I am trying to figure out why a modified C program is running faster than its non modified counter part (I am adding very few lines of code to perform some additional work). In this context, I suspect "cache effects" to be the main explanation (instruction cache). Thus I reach the perf
(https://perf.wiki.kernel.org/index.php/Main_Page) profiling tool but unfortunately I am not able to understand the meaning of its outputs regarding cache misses.
Several events about cache are provided:
cache-references [Hardware event]
cache-misses [Hardware event]
L1-dcache-loads [Hardware cache event]
L1-dcache-load-misses [Hardware cache event]
L1-dcache-stores [Hardware cache event]
L1-dcache-store-misses [Hardware cache event]
L1-dcache-prefetches [Hardware cache event]
L1-dcache-prefetch-misses [Hardware cache event]
L1-icache-loads [Hardware cache event]
L1-icache-load-misses [Hardware cache event]
L1-icache-prefetches [Hardware cache event]
L1-icache-prefetch-misses [Hardware cache event]

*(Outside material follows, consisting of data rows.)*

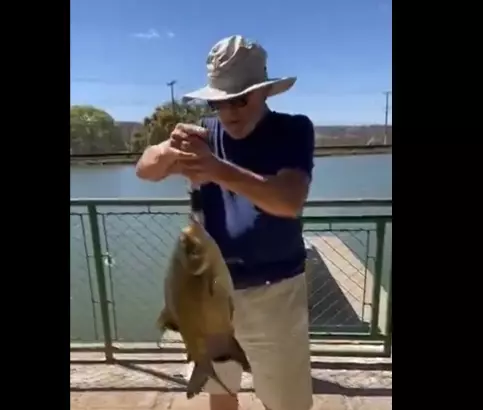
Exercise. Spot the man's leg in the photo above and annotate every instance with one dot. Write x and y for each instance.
(272, 327)
(271, 324)
(231, 374)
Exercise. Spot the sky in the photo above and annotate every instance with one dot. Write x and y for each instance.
(124, 52)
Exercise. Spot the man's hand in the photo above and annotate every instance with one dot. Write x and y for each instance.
(193, 155)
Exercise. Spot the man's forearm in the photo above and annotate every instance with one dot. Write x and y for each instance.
(268, 193)
(155, 164)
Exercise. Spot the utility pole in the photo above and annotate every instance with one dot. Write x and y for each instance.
(386, 116)
(173, 103)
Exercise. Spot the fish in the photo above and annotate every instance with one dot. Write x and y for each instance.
(199, 306)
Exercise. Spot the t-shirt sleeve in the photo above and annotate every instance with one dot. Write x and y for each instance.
(297, 151)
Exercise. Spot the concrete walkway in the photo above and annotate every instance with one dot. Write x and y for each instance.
(339, 384)
(177, 401)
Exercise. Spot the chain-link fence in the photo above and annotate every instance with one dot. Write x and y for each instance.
(120, 249)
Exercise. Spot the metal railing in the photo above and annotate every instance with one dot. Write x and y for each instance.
(120, 249)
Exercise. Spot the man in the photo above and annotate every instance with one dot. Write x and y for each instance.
(254, 167)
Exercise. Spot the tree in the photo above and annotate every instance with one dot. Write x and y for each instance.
(159, 125)
(92, 130)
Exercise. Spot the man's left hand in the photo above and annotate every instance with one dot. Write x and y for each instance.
(203, 166)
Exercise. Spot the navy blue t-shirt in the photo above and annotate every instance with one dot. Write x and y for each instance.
(258, 247)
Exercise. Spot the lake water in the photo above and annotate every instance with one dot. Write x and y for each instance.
(334, 177)
(137, 245)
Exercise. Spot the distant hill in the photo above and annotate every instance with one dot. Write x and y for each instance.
(339, 135)
(326, 135)
(128, 128)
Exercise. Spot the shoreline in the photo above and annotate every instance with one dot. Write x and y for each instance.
(341, 151)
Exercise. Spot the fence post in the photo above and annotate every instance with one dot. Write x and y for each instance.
(388, 335)
(101, 281)
(376, 290)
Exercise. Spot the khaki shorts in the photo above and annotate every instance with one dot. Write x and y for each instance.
(271, 324)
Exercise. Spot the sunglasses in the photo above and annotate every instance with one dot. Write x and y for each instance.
(237, 102)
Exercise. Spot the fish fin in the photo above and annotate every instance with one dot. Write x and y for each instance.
(236, 354)
(199, 378)
(165, 321)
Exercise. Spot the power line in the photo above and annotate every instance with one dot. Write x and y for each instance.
(171, 85)
(386, 115)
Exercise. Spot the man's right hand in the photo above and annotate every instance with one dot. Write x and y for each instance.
(159, 161)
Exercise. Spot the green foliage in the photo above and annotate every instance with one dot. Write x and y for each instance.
(159, 125)
(92, 131)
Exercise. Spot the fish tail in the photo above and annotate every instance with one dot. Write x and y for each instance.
(199, 377)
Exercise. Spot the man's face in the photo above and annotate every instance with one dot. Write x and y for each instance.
(240, 115)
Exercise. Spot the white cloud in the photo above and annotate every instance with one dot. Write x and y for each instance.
(148, 35)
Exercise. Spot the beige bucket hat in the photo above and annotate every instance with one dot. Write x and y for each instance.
(236, 67)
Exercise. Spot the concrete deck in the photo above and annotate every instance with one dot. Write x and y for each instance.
(148, 381)
(177, 401)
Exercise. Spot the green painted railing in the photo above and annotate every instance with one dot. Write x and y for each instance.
(120, 248)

LLC-loads [Hardware cache event]
LLC-load-misses [Hardware cache event]
LLC-stores [Hardware cache event]
LLC-store-misses [Hardware cache event]
LLC-prefetches [Hardware cache event]
LLC-prefetch-misses [Hardware cache event]
dTLB-loads [Hardware cache event]
dTLB-load-misses [Hardware cache event]
dTLB-stores [Hardware cache event]
dTLB-store-misses [Hardware cache event]
dTLB-prefetches [Hardware cache event]
dTLB-prefetch-misses [Hardware cache event]
iTLB-loads [Hardware cache event]
iTLB-load-misses [Hardware cache event]
branch-loads [Hardware cache event]
branch-load-misses [Hardware cache event]
node-loads [Hardware cache event]
node-load-misses [Hardware cache event]
node-stores [Hardware cache event]
node-store-misses [Hardware cache event]
node-prefetches [Hardware cache event]
node-prefetch-misses [Hardware cache event]
Where can I find explanation about these fields ? cache-misses event is always smaller than other events. What does this event measure ?
How to interpret the 26,760 L1-icache-load-misses for ls vs the 5,708 cache-misses in the following example ?
perf stat -e L1-icache-load-misses ls
caches caches~ out
Performance counter stats for 'ls':
26,760 L1-icache-load-misses
0.002816690 seconds time elapsed
perf stat -e cache-misses ls
caches caches~ out
Performance counter stats for 'ls':
5,708 cache-misses
0.002822122 seconds time elapsed
Some answers:
L1
is the Level-1 cache, the smallest and fastest one. LLC
on the other hand refers to the last level of the cache hierarchy, thus denoting the largest but slowest cache.i
vs. d
distinguishes instruction cache from data cache. Only L1 is split in this way, other caches are shared between data and instructions.TLB
refers to the translation lookaside buffer, a cache used when mapping virtual addresses to physical ones.